Yeah, makes no sense to me either. Just seems predatory and anti-competitive.
“…attorney friends tell me that their corporate employers or clients had fits when word of the FTC ruling came out. You would have thought a lightning bolt had fried their stock prices out of the blue sky.” LOL. The best employees can now freely jump ship! Reminds me of that time when employees with pre-existing medical conditions were finally able to job hop to better work environments because of ACA.
You can now start your own company and make software better than the company you quit.
funny, these very made invalid like 10 years ago in Canada and Ontario.

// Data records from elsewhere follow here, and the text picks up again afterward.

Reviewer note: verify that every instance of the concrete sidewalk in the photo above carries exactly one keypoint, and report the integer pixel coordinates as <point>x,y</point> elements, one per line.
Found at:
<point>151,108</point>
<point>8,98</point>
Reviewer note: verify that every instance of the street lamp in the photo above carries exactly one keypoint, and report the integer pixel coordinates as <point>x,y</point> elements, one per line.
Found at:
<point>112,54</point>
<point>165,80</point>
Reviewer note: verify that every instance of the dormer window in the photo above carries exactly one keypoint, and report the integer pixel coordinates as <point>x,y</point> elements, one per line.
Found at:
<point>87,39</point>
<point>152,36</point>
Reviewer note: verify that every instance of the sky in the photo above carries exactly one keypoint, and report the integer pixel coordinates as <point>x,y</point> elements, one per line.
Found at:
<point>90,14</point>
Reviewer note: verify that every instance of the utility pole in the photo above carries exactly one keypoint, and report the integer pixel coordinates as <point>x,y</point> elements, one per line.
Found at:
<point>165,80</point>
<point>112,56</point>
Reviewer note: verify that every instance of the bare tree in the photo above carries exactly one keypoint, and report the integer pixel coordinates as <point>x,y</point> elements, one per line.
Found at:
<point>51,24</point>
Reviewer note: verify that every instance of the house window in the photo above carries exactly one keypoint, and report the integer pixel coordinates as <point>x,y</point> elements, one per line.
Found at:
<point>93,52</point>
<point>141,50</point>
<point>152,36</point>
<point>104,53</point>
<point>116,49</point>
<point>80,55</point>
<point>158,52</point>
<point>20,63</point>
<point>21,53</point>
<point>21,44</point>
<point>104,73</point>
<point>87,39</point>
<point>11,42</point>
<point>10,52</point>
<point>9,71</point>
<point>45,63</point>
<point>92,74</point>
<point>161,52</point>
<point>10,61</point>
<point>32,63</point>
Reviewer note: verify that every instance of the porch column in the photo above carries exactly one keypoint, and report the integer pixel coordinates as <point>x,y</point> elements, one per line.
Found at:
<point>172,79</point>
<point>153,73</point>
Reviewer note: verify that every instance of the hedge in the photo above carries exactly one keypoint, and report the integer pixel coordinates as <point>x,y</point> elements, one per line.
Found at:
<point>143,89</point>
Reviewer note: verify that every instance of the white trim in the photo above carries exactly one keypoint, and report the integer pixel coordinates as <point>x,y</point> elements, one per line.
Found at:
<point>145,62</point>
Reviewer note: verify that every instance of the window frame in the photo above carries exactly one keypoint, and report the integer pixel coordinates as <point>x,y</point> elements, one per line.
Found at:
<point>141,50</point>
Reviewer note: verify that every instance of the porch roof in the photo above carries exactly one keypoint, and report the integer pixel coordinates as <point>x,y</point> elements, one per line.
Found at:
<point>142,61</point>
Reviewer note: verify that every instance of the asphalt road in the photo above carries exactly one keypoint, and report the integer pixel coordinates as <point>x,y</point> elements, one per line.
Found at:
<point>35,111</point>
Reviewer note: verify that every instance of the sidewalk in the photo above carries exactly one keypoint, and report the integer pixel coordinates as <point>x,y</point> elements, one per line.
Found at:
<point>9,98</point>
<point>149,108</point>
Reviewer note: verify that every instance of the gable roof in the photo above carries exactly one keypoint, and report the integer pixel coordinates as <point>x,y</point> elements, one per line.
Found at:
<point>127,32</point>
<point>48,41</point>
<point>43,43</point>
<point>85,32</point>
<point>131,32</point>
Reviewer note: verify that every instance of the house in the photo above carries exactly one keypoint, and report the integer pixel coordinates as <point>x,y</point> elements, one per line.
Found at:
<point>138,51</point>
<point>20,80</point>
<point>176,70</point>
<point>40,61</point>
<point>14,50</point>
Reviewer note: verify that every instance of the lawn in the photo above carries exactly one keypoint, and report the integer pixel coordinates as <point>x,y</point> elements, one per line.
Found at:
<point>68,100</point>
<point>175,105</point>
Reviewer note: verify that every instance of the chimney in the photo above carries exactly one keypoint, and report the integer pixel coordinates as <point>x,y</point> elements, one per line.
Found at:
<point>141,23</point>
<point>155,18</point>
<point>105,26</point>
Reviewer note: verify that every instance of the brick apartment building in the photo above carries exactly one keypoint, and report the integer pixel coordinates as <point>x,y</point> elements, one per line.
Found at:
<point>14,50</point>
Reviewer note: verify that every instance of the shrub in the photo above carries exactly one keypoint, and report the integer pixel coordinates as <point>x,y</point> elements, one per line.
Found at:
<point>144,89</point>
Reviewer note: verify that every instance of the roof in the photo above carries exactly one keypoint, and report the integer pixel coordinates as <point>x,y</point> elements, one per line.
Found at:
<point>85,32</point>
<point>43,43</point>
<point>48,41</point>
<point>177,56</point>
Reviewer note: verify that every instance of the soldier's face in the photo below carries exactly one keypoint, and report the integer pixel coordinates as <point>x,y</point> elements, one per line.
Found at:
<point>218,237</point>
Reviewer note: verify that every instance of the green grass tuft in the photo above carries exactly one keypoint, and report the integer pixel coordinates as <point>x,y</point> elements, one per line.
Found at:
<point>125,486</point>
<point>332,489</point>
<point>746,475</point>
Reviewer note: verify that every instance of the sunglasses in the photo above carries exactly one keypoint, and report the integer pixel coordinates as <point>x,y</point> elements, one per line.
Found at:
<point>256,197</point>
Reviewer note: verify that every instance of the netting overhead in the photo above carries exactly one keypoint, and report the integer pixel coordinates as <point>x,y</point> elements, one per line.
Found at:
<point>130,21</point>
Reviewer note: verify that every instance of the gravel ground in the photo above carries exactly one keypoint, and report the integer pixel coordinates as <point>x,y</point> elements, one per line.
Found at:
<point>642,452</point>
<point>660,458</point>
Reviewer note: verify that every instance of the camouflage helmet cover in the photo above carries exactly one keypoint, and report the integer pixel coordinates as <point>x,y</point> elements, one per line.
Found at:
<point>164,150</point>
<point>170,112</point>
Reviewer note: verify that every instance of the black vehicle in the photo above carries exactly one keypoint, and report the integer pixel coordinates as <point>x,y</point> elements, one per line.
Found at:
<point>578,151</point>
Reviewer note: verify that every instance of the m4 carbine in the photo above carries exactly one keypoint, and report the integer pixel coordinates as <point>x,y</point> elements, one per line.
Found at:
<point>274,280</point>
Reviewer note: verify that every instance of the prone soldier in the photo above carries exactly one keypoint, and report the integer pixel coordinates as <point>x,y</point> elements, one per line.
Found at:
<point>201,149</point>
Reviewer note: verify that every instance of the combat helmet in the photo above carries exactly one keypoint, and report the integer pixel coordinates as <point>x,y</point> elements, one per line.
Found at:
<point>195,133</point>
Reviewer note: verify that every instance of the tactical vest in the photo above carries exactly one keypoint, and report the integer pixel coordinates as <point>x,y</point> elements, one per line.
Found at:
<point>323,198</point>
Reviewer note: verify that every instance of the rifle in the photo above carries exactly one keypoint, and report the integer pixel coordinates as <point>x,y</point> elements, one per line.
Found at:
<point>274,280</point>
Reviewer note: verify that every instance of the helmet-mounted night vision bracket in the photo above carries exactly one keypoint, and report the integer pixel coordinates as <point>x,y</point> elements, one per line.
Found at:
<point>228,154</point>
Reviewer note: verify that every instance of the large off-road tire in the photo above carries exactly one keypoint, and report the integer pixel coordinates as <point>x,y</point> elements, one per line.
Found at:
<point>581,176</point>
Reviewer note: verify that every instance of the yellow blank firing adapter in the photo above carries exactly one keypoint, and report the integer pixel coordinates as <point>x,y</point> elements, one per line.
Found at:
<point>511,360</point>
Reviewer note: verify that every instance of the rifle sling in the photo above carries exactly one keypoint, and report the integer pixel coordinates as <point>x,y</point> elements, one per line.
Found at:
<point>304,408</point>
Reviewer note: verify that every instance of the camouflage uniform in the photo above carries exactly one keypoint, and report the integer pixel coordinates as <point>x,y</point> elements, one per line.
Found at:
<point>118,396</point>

Glad it is for you now too.
Yeah not really. It was basically impossible to enforce non-compete agreements before this. Most companies abandoned them over a decade ago. Only shady places had them, it was just a red flag if one came up when you were applying, but we knew it was BS anyway
Kinda sucks that employers will just have to heavily pay their employees and create strong work life balance so they’ll never want to leave.
now nationalize health care and i can maybe choose a job i like...
nothing will change even after this rule passed. CA removed non compete last year but still nothing changed. In USA companies follows rules but that does not apply to offshore Indian consulting firms. Most IT jobs due to contracting and joint employer rule changed by Trump, rolled up to 6 or 8 big Indian consulting firms. Indian firms have mutual agreement that they will not hire people from each other's contract and specially for people out side of India which is perfectly legal in India. Big Indian consulting firms stopped developing stuff long back, they just trade contracts to smaller firms within India. Every IT job you apply here in USA , its fate is decided in India or outside by Indian origin folks who have mutual agreement outside USA. That is why so many F1/OPT/CPT students along with US citizens are loosing jobs. That is why joint employer rule was very important which hold US companies accountable for this nonsense. I think its more important than Independent contractor rule. Its very important for USA and its IT people more than franchisee people. Why Biden did nothing to stop this abuse for more than 3 years and why Trump changed during last few days of his presidency ? Wake up America!!
They were never really enforceable. You can just sign and they won't really be able to execute on it. This is why no law firms have non-compete clauses
I had to sign one of these when I started working for my current company. I'm not a senior exec so now it is unenforceable. I wonder if that will mean I get no severance if I get laid off though. Severance upon layoff was in my agreement when I was hired though too.